RE: My original problem,
I narrowed it down a bit and submitted a report at: http://emacsbugs.donarmstrong.com/cgi-bin/bugreport.cgi?bug=4251
I've since sent a followup with the following code, that also fails:
;;----------------

(defmacro many-forms ()
  (let ((body '()))
    (dotimes (i 20000)
      (setq body (cons '(message "more") body)))
    `(progn ,@body)))

(many-forms)

(if (eq 1 a)
    (message "dude")
  (message "else"))

;;--------------

I had assumed that the goto opcode used a 16 bit relative offset, but this snippet seems to indicate that it's not relative to the conditional itself. I also noticed in bytecode.c that the goto opcodes all use:
.....
stack.pc = stack.byte_string_start + op;
.....
where 'op' is a 16 bit int. This indicates that the jump is measured in relation to the top of the current byte_string, so if the conditional is in its own byte_string, it should work:
;;--------------------
(defmacro many-forms ()
  (let ((body '()))
    (dotimes (i 20000)
      (setq body (cons '(message "more") body)))
    `(progn ,@body)))

(many-forms)

(defun bar ()
  (if (eq 1 a)
      (message "dude")
    (message "else")))

;; ----------------------------

Which does work. Wrapping in lambda also works.

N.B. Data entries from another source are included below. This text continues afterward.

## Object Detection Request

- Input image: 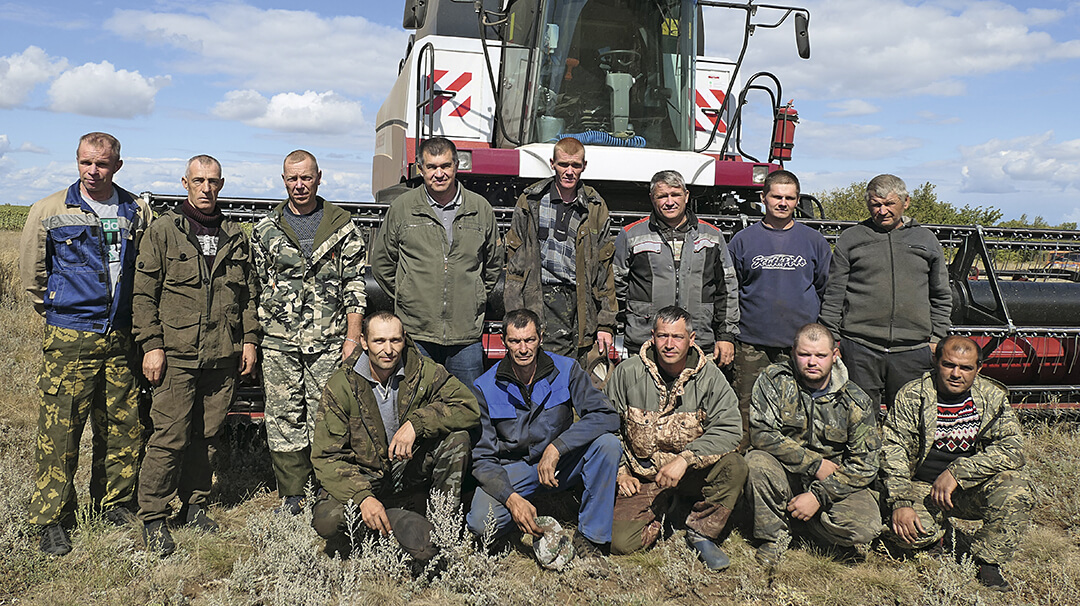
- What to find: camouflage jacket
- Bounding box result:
[605,340,741,481]
[882,372,1024,510]
[311,339,480,506]
[132,209,259,368]
[750,359,880,508]
[504,178,617,347]
[250,198,366,352]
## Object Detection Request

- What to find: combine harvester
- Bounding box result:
[145,0,1080,417]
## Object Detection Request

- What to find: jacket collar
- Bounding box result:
[648,207,697,234]
[495,348,556,391]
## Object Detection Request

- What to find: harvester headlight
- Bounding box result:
[752,165,769,184]
[457,150,473,171]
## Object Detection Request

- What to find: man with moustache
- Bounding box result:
[370,137,503,387]
[882,335,1032,591]
[20,132,153,555]
[132,155,259,555]
[746,323,881,568]
[311,311,479,560]
[613,170,739,362]
[251,150,367,515]
[504,137,617,360]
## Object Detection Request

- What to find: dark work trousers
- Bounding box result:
[839,339,933,422]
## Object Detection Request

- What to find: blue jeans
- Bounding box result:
[414,340,485,388]
[466,433,621,544]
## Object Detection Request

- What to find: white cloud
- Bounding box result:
[726,0,1080,100]
[912,111,961,126]
[796,119,922,160]
[17,141,47,154]
[106,5,408,99]
[825,99,878,117]
[47,61,170,118]
[212,90,366,134]
[959,132,1080,195]
[0,135,10,155]
[0,46,68,108]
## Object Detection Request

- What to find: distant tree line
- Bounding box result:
[812,181,1077,230]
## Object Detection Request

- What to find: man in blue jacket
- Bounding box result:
[467,309,621,562]
[20,132,153,555]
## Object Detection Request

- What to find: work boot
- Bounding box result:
[179,504,219,532]
[143,520,176,556]
[686,530,730,571]
[755,540,783,569]
[103,506,138,527]
[40,524,72,556]
[977,561,1012,592]
[274,495,304,516]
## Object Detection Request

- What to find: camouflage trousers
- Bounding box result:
[262,346,340,496]
[746,449,881,547]
[611,451,747,555]
[883,471,1032,564]
[30,325,144,527]
[311,430,471,540]
[138,364,235,523]
[734,342,789,452]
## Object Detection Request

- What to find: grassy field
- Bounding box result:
[2,228,1080,605]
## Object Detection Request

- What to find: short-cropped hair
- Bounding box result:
[793,323,836,350]
[649,170,687,197]
[503,308,541,336]
[935,335,983,365]
[653,305,694,334]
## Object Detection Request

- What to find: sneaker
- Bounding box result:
[179,504,219,532]
[755,540,783,569]
[103,506,138,527]
[686,530,730,571]
[274,495,304,516]
[40,524,72,556]
[143,520,176,556]
[977,561,1012,592]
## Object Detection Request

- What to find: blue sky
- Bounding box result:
[2,0,1080,224]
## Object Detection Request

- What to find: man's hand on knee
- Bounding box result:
[786,492,821,521]
[655,456,688,489]
[360,496,392,536]
[891,506,926,545]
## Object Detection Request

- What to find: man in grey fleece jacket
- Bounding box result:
[818,174,952,421]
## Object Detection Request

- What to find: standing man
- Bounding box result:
[614,170,739,362]
[746,323,881,568]
[251,150,367,515]
[311,311,479,560]
[132,155,259,555]
[20,132,153,555]
[882,335,1031,591]
[729,170,831,448]
[606,306,746,570]
[466,309,621,563]
[818,174,952,420]
[370,137,503,388]
[504,137,616,360]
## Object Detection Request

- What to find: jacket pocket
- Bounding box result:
[164,251,201,287]
[162,312,201,354]
[624,407,659,460]
[48,225,93,268]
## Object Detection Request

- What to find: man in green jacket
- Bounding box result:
[882,335,1031,591]
[311,311,479,558]
[369,137,503,387]
[504,137,616,360]
[605,306,746,570]
[747,323,881,568]
[251,150,367,515]
[133,155,259,555]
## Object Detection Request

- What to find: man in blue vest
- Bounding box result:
[467,308,621,563]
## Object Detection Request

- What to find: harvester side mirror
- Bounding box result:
[794,12,810,59]
[403,0,428,29]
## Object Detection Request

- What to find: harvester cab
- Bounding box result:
[375,0,812,215]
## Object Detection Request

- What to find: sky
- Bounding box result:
[2,0,1080,224]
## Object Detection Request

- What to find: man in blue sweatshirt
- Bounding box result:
[729,170,831,449]
[467,308,621,562]
[818,174,952,420]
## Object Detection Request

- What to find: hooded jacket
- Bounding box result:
[311,338,481,506]
[749,358,880,508]
[605,340,742,481]
[881,372,1023,511]
[818,217,951,351]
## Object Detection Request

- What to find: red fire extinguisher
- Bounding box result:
[770,101,798,164]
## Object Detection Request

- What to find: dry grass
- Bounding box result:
[2,228,1080,605]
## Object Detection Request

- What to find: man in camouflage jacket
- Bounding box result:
[605,306,746,570]
[882,335,1031,591]
[311,312,479,558]
[747,323,881,567]
[251,150,367,513]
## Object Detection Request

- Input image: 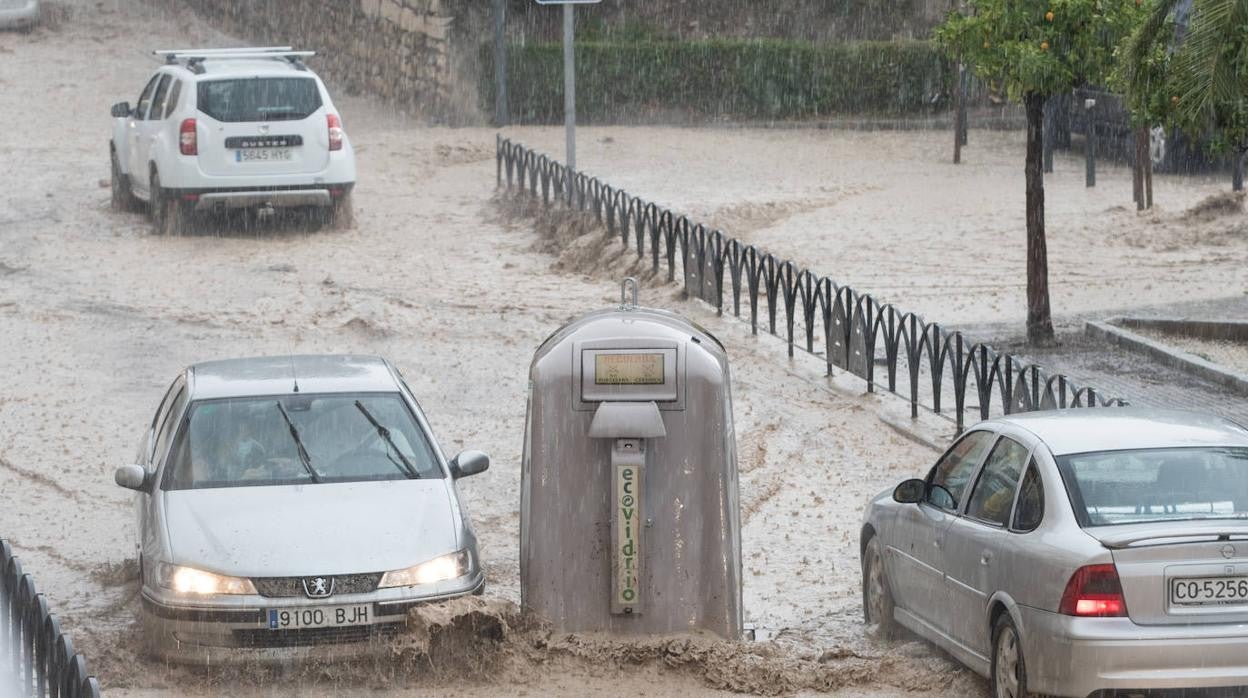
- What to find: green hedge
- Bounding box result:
[481,39,952,123]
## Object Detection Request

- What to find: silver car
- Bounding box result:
[114,355,489,663]
[0,0,38,29]
[861,408,1248,698]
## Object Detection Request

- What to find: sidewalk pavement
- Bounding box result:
[972,294,1248,426]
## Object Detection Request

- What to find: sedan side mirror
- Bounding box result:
[450,450,489,479]
[892,478,926,504]
[115,464,149,491]
[110,101,131,118]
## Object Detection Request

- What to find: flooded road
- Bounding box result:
[12,1,1206,695]
[505,126,1247,329]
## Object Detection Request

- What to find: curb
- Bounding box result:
[1085,320,1248,396]
[1116,317,1248,343]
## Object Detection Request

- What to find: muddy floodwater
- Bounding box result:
[2,1,1243,696]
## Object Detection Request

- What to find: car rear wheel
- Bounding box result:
[862,536,898,639]
[150,173,189,236]
[329,191,354,230]
[110,149,138,212]
[991,614,1032,698]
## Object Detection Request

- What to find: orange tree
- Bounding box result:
[936,1,1145,344]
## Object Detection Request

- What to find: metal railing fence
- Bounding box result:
[496,136,1126,433]
[1,540,101,697]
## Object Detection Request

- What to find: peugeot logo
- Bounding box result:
[1221,544,1237,559]
[258,124,270,134]
[302,576,334,598]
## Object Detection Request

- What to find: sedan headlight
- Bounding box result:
[379,550,471,588]
[155,563,256,595]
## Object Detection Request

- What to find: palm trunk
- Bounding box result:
[1025,93,1054,344]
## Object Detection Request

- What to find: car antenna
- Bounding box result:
[289,354,300,393]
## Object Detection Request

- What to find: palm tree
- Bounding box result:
[1123,0,1248,189]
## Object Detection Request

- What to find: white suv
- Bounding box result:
[109,47,357,234]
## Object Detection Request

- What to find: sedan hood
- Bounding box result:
[162,479,459,577]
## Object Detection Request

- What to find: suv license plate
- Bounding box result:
[267,604,370,630]
[237,148,293,162]
[1170,576,1248,605]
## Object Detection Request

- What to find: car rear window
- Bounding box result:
[162,393,444,490]
[1057,447,1248,526]
[196,77,322,123]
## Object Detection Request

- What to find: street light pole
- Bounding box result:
[493,0,508,127]
[563,2,576,174]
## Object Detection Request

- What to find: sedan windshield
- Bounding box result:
[1057,447,1248,526]
[162,393,443,490]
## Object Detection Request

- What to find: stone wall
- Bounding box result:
[177,0,471,121]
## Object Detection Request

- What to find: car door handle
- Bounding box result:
[980,552,993,566]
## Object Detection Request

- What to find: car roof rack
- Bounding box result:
[153,47,315,74]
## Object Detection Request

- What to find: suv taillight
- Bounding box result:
[327,113,344,151]
[179,119,197,156]
[1059,564,1127,617]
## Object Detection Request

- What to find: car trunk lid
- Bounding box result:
[194,76,329,177]
[1089,521,1248,625]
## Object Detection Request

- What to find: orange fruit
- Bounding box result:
[1040,41,1050,51]
[1046,10,1054,21]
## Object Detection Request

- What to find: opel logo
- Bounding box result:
[1221,544,1236,559]
[302,576,334,598]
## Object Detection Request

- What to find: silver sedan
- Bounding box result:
[861,408,1248,698]
[114,355,489,663]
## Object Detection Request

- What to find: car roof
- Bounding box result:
[196,58,311,77]
[987,408,1248,456]
[187,355,399,400]
[155,58,318,82]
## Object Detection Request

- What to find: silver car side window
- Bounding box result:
[151,386,187,469]
[926,430,994,511]
[965,437,1029,526]
[145,378,181,463]
[1011,462,1044,532]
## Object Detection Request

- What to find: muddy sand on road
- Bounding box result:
[505,125,1247,331]
[2,1,1157,695]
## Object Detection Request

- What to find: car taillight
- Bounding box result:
[179,118,197,156]
[327,113,343,151]
[1059,564,1127,617]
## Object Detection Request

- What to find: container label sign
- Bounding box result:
[595,353,664,386]
[611,440,644,615]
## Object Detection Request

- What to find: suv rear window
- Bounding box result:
[196,78,322,123]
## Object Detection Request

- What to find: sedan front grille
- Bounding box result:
[233,622,403,648]
[251,572,383,598]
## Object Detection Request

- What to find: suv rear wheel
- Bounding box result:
[149,172,190,236]
[329,191,354,230]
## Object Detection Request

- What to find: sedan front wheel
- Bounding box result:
[862,536,898,639]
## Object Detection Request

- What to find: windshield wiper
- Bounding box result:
[353,400,419,479]
[275,401,321,483]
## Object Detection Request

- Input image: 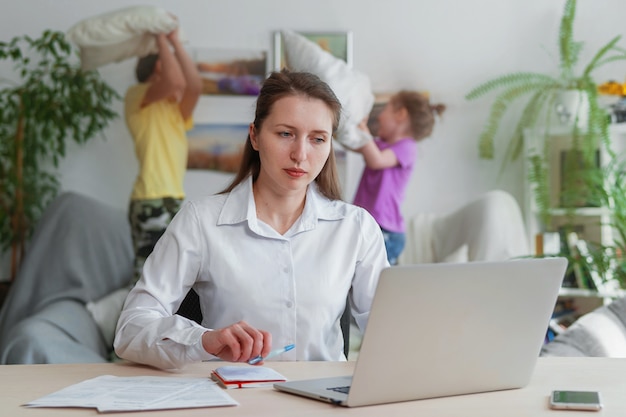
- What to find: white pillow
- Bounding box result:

So now I'm thinking that as3_elispParser.el must have a single function body whose bytecode overflows the 16bit limit. As removing chunks of code from the top-level seems to alleviate the error (the lines with (a3el-parser-bitset ..) for instance), I'm guessing that the problematic byte_string corresponds to the top-level of the file.

I may be able to wrap this top-level setup code into smaller functions....












On Tue, Aug 25, 2009 at 7:50 AM, Aidan Kehoe <kehoea@parhasard.net> wrote:

 Ar an cúigiú lá is fiche de mí Lúnasa, scríobh Miles Bader:

 > Aidan Kehoe <kehoea@parhasard.net> writes:
 > > GNU Emacs has (IIRC) 27-bit integers on 32-bit platforms
 >
 > ``The range of values for integers in Emacs Lisp is -268435456 to
 > 268435455 (29 bits; i.e., -2**28 to 2**28 - 1) on most machines.''

Thanks for the correction. Aemon’s problem remains, though, independent of
that. Is there a good reason you don’t error on encountering integers the
emacs binary can’t represent? Portable code needs to be prepared for that
anyway.

--
¿Dónde estará ahora mi sobrino Yoghurtu Nghe, que tuvo que huir
precipitadamente de la aldea por culpa de la escasez de rinocerontes?